Howard Harrod Lecture
Vanderbilt University Divinity School announces the 2016 Harrod Lecture
to be delivered by
Dennis C. Dickerson
James M. Lawson, Jr. Professor of History
Beyond Gandhi: African American Women, Empire, and Empowerment in India, 1935-1952
Thursday, November 10
African American women encountered Mohandas K. Gandhi in India in the 1930s and 1940s and influenced others whom they mentored to engage with nonviolence as a strategy both to liberate blacks and colonized peoples. Specifically, they advocated female empowerment in India and defined it as intrinsic to decolonization.
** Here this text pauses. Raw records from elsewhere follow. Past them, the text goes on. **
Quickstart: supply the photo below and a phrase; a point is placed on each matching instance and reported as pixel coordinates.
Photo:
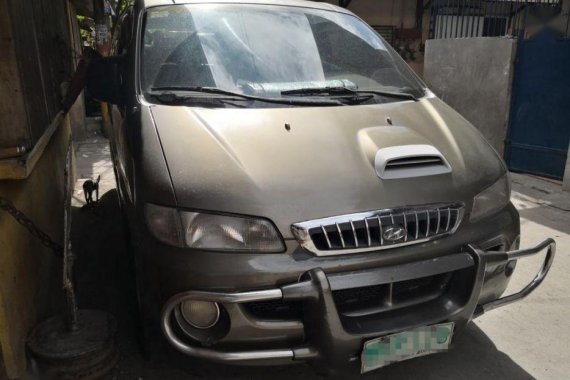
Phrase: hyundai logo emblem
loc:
(394, 233)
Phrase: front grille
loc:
(378, 229)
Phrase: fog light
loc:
(200, 314)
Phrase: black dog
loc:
(89, 187)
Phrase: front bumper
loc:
(331, 340)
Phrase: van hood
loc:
(303, 163)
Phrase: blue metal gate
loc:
(539, 124)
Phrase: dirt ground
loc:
(524, 341)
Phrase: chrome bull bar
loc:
(491, 257)
(317, 291)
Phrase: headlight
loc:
(211, 231)
(492, 198)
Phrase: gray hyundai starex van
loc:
(293, 190)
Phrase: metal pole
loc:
(103, 46)
(68, 258)
(457, 17)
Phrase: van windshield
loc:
(268, 51)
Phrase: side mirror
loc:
(105, 80)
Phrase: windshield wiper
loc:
(176, 91)
(339, 91)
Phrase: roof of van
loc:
(296, 3)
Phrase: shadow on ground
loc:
(105, 280)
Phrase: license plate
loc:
(405, 345)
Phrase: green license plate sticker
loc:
(405, 345)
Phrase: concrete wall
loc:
(399, 13)
(474, 76)
(30, 275)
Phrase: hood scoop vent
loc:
(408, 161)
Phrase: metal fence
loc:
(494, 18)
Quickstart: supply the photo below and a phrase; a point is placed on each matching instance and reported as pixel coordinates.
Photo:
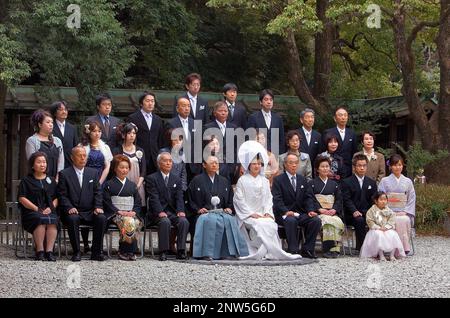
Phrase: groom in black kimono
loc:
(80, 202)
(293, 207)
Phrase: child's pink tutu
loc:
(386, 241)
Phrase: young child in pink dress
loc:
(382, 237)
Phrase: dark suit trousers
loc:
(99, 226)
(164, 229)
(311, 226)
(360, 229)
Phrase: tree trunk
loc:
(296, 76)
(429, 130)
(443, 44)
(322, 54)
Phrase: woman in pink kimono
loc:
(401, 199)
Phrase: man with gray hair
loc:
(311, 139)
(166, 206)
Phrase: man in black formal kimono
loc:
(166, 206)
(199, 105)
(237, 113)
(192, 146)
(150, 134)
(64, 130)
(203, 187)
(293, 207)
(311, 140)
(107, 122)
(348, 143)
(81, 202)
(267, 120)
(357, 192)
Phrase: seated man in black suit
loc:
(237, 114)
(293, 206)
(81, 202)
(357, 192)
(108, 123)
(166, 206)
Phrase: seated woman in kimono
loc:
(401, 199)
(217, 234)
(122, 204)
(328, 204)
(253, 205)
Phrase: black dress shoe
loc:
(181, 254)
(163, 256)
(49, 256)
(40, 256)
(308, 254)
(76, 257)
(98, 257)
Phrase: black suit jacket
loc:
(84, 199)
(285, 199)
(355, 198)
(256, 120)
(202, 113)
(175, 122)
(239, 118)
(69, 140)
(346, 149)
(314, 147)
(161, 198)
(150, 140)
(201, 190)
(114, 122)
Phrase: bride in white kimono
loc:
(253, 204)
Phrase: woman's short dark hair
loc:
(291, 134)
(228, 87)
(319, 160)
(265, 92)
(394, 159)
(145, 94)
(378, 195)
(102, 97)
(55, 106)
(33, 158)
(117, 159)
(367, 133)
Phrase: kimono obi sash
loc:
(326, 201)
(123, 203)
(397, 200)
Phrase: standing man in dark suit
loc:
(269, 120)
(199, 105)
(166, 206)
(346, 137)
(80, 202)
(64, 130)
(357, 192)
(293, 207)
(311, 139)
(150, 135)
(237, 114)
(107, 122)
(187, 129)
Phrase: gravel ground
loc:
(427, 274)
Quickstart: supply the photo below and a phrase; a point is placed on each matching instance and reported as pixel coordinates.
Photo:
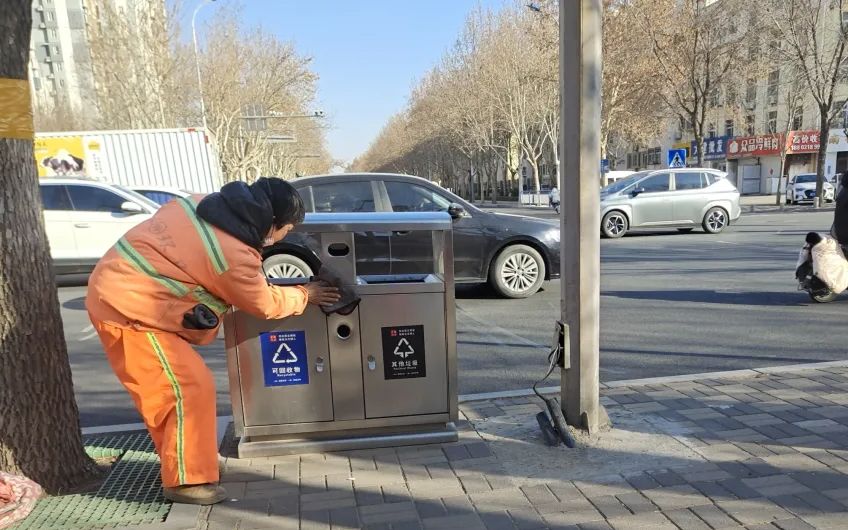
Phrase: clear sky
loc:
(368, 53)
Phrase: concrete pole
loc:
(580, 100)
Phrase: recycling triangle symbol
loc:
(406, 351)
(290, 357)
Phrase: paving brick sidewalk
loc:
(755, 449)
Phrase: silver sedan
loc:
(670, 198)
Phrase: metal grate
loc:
(130, 495)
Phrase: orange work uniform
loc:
(140, 298)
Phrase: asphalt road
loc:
(671, 304)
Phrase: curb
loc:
(505, 394)
(727, 374)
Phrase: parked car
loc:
(802, 188)
(514, 254)
(160, 195)
(615, 176)
(669, 198)
(84, 219)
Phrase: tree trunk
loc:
(537, 187)
(824, 133)
(39, 426)
(781, 177)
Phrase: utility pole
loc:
(580, 101)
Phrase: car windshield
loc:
(619, 185)
(138, 197)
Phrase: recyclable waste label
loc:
(284, 360)
(403, 352)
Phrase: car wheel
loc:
(286, 266)
(518, 272)
(823, 296)
(715, 221)
(614, 224)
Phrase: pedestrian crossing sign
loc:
(677, 158)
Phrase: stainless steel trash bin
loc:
(383, 375)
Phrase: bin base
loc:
(278, 446)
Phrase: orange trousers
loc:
(174, 391)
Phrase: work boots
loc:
(202, 494)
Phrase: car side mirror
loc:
(457, 211)
(131, 208)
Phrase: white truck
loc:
(182, 159)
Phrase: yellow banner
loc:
(15, 109)
(60, 156)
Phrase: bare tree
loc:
(695, 55)
(39, 428)
(813, 42)
(253, 85)
(139, 78)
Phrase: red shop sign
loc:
(754, 146)
(803, 142)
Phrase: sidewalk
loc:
(755, 449)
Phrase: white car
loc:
(160, 195)
(85, 218)
(802, 188)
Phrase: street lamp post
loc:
(580, 87)
(197, 60)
Unlike black male religious intellectuals who met Gandhi, these female internationalists created a discourse of solidarity with Indian women that expanded beyond their traditional ties with black women in America and Africa.
About the Harrod Lecture
The Howard L. Harrod Lecture was established to honor Harrod, the Oberlin Alumni Professor of Social Ethics and Sociology of Religion, who taught for more than 30 years at Vanderbilt. Harrod worked extensively in environmental ethics and activism and was an advocate for new ways of understanding the relationships of humans with the animal and natural worlds. Past Harrod Lectures have been delivered by Catherine Keller, Ray Suarez, David Loy, Tom Dillehay, Mark D. Jordan, and Norman K. Gottwald, and Melissa Snarr.